Ask the Captain: A pilot’s perspective on animals on flights

Question: What do you think of the recent attention given to companion animals on flights?  Isn’t this a source of unnecessary distraction for both pilot and crew?  Does the FAA have any evidence of companion animals getting loose during a flight?       

– submitted by reader Max, Tampa, Florida

Answer: The issue of companion animals is a difficult one. There have been cases of animals biting passengers, getting loose, urinating and worse. The airlines had to do something due to the number of bad events that continued to rise.

Current requirements for certification for the need for the animal by a doctor or physiologist appear to be reasonable.

Flight crews face a very difficult situation when a passenger wants to bring an animal onboard for emotional support. They have the responsibility for the safety of all the passengers to consider.

Some of the animals are wonderfully trained and no problem (e.g. the guide dogs for passengers with vision impairment). However, there have been some serious problems with animals not as well trained.

The FAA has numerous case reports of these events.

Q: Captain Cox, I have a close friend that flies a 747 for Singapore Airlines and is an “Animal Hauler,” usually out of Africa to zoos, etc. What are the changes that must be made to the plane? Dangers of hauling live animals? Dangers of going into relatively remote locations? Who pays for cleaning after a flight?  Any info appreciated!                 

– Farm1486, McMinnville, Tennessee

A: There must be adequate restrains for the animals as well as a waste containment system. On longer flights, depending on the type of animal, it may be necessary to provide food.

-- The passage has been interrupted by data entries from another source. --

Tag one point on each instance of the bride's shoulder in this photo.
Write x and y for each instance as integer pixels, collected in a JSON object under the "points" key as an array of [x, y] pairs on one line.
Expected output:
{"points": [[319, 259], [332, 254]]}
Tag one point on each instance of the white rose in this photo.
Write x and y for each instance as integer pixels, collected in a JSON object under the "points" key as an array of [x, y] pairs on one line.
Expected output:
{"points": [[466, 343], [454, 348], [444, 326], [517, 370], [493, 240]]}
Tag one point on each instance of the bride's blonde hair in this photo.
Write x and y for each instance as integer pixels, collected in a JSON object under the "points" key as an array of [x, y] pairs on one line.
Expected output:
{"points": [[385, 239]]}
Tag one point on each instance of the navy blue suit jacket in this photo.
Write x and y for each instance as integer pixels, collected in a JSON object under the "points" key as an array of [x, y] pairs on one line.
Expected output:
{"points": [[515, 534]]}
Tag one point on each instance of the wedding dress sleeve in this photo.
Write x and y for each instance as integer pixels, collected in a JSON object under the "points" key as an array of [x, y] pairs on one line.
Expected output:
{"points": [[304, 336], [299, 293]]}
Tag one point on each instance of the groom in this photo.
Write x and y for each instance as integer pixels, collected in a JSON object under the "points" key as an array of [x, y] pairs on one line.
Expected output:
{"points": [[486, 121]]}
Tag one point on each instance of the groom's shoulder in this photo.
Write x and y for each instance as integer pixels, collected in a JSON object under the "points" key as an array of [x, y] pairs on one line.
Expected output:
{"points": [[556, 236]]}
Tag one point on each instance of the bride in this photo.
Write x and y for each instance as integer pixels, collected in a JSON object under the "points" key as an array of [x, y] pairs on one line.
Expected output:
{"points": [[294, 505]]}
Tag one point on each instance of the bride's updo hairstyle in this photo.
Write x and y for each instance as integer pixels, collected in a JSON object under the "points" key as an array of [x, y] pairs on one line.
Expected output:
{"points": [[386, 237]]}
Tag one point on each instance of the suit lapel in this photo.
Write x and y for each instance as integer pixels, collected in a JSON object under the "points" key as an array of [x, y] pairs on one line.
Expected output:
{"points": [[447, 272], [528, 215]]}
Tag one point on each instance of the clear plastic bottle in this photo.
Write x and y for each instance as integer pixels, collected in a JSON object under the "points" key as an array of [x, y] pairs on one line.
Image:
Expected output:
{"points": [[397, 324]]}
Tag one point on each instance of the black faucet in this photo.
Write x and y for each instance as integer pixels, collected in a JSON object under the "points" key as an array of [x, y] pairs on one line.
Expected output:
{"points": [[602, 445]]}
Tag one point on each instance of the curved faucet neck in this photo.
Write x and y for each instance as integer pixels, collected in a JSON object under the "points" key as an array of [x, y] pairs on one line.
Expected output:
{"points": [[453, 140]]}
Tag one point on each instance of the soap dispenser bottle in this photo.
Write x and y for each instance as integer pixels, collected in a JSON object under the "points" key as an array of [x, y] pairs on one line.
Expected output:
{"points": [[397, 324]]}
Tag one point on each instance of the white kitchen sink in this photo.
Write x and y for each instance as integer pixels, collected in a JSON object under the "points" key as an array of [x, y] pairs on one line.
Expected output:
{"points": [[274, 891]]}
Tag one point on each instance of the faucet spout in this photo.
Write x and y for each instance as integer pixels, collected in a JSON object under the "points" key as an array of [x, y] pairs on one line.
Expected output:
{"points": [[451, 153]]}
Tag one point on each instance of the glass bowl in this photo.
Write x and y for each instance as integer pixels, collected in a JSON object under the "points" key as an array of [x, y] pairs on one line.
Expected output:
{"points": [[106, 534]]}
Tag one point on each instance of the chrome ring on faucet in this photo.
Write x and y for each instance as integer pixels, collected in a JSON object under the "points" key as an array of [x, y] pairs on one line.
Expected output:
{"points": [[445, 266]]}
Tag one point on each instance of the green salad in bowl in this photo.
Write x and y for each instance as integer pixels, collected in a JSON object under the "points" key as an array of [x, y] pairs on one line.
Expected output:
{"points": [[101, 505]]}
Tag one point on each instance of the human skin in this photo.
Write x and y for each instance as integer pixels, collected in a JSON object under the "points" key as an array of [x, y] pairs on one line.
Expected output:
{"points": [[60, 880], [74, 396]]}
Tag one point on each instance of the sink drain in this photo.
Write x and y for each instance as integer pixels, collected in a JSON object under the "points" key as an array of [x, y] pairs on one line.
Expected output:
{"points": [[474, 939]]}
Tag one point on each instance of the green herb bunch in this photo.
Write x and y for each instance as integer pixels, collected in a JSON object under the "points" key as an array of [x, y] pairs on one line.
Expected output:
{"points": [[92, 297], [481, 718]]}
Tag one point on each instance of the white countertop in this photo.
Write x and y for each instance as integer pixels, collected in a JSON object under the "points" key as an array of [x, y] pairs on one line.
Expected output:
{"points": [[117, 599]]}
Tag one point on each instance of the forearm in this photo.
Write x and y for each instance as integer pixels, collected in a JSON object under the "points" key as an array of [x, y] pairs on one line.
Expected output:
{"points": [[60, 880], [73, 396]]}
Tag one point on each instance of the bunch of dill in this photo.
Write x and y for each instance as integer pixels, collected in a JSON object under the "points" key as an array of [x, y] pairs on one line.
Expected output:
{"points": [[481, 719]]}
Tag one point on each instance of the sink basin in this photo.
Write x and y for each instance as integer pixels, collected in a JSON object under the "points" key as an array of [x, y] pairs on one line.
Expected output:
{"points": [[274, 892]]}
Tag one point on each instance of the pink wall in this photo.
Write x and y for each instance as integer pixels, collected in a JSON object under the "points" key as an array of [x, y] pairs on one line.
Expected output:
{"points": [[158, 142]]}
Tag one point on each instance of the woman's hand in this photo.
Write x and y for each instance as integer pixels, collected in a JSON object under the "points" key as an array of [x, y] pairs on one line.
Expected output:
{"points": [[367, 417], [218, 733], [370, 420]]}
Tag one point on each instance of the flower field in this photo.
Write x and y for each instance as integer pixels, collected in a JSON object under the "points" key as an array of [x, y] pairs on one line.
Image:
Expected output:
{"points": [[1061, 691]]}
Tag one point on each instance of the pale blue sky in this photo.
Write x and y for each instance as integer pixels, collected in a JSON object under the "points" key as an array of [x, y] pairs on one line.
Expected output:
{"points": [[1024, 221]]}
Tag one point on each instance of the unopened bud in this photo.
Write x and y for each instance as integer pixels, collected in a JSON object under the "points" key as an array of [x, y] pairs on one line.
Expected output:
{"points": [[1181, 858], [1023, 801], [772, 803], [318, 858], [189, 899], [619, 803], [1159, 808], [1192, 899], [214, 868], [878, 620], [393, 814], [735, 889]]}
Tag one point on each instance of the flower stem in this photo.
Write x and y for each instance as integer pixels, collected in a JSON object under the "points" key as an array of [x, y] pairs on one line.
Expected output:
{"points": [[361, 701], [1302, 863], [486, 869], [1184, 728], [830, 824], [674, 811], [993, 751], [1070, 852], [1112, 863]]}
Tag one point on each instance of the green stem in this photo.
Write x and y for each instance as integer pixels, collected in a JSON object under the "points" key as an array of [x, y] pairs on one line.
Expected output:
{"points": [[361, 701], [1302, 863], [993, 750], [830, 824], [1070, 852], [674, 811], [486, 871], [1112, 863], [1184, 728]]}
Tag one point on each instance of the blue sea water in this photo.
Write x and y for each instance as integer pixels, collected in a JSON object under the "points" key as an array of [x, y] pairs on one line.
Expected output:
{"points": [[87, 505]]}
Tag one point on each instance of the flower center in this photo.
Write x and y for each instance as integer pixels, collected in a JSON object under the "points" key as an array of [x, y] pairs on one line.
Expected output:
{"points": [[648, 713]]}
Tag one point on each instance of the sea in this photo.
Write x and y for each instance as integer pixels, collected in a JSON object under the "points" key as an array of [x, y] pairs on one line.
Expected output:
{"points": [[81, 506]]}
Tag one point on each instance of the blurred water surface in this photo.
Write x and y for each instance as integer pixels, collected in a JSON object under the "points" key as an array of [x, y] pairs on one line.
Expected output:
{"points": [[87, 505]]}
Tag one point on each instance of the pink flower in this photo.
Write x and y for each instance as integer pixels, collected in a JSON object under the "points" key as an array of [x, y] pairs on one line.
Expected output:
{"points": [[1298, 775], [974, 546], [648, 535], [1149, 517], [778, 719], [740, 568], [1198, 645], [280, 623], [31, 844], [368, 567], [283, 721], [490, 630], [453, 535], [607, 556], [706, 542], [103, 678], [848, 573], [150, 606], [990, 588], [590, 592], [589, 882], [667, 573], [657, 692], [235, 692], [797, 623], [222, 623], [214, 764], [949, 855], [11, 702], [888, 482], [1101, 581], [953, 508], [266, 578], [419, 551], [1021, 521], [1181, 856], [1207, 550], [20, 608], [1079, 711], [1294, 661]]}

An animal in panic can represent a hazard to the airplane. Consequently, some flights carry animal attendants onboard who have tranquilizers if necessary for the animal(s).

Taking a large airplane into remote places is always a challenge. The infrastructure must be evaluated before the flight arrives to ensure proper ground handling.

The customer transporting the animals pays for the cleaning one way or another. Different contracts read differently, but in the end it is the customer that pays for it.